RJB: Der große Luxus in unserem Beruf ist, dass wir nicht werten müssen, ja sogar nicht werten dürfen …
„Auch Unterhaltung hat sehr wohl etwas mit
Haltung zu tun, daher erhebt sich ganz automatisch die Frage, was hat der Text mit mir zu tun […].“
Robert Joseph Bartl
In der Produktion Biedermann und die Brandstifter (zum Inhalt siehe unten) des Theaters in der Josefstadt spielen Sie die Eindringlinge, die die heile Welt des angeblich unverwundbaren Kleinbürgers zerstören. Was sind die beiden für Sie? Klassenkämpfer für die Zukurzgekommenen, Weltverbesserer?

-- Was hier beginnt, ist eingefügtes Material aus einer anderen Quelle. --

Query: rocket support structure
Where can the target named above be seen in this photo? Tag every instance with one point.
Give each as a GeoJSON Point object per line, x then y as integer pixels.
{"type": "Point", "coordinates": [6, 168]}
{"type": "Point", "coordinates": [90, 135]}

RJB: Weltverbesserer sind sie in meinen Augen nicht, ich glaube, sie sind einfach Mittel zum Zweck. Sie werden vielleicht in „höherem Auftrag“ geschickt …

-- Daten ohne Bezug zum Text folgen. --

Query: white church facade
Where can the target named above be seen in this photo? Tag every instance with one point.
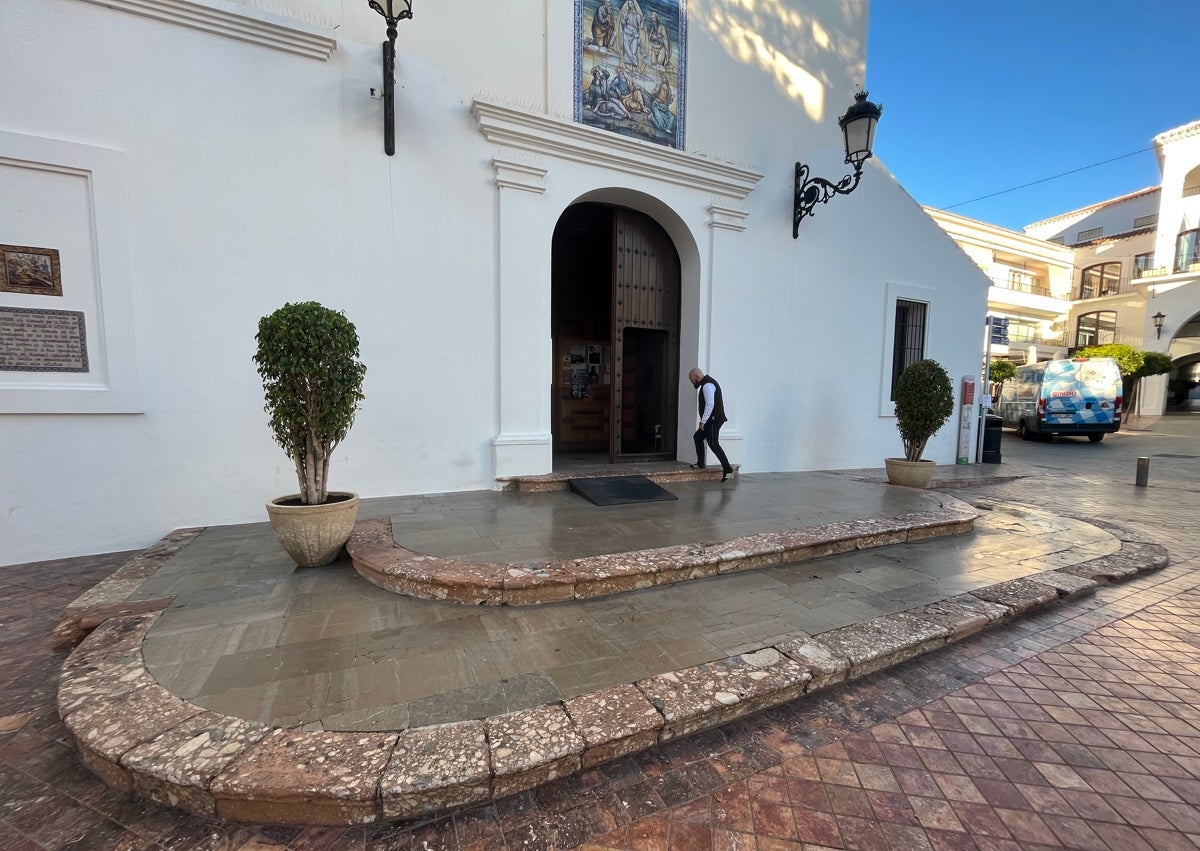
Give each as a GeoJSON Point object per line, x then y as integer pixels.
{"type": "Point", "coordinates": [575, 215]}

DO: Ich sehe das ähnlich. Die Brandstifter schaffen es nicht allein, den Brand zu legen, weil sie kein Feuer haben, sie brauchen menschliche Mithilfe, und das verweist wiederum auf den Schriftsteller Frisch, der zwinkernden Auges die Gesellschaft beobachtet und daraus folgert: Der Teufel ist zwar in der Welt, aber er kann nichts anstellen, denn es bedarf der politischen Fehlbarkeit des Menschen, um das Böse zu vollbringen.
Da wir – nicht erst seit heute – in einer Welt der „Brandstifter“ leben: Wer sind für Sie die Schlimmeren, die Brandstifter oder der Biedermann? Die effektiven Zündler oder jene Menschen, die durch ihre Trägheit und/oder Feigheit zum Schüren der Glut beitragen und so den Brand erst ermöglichen?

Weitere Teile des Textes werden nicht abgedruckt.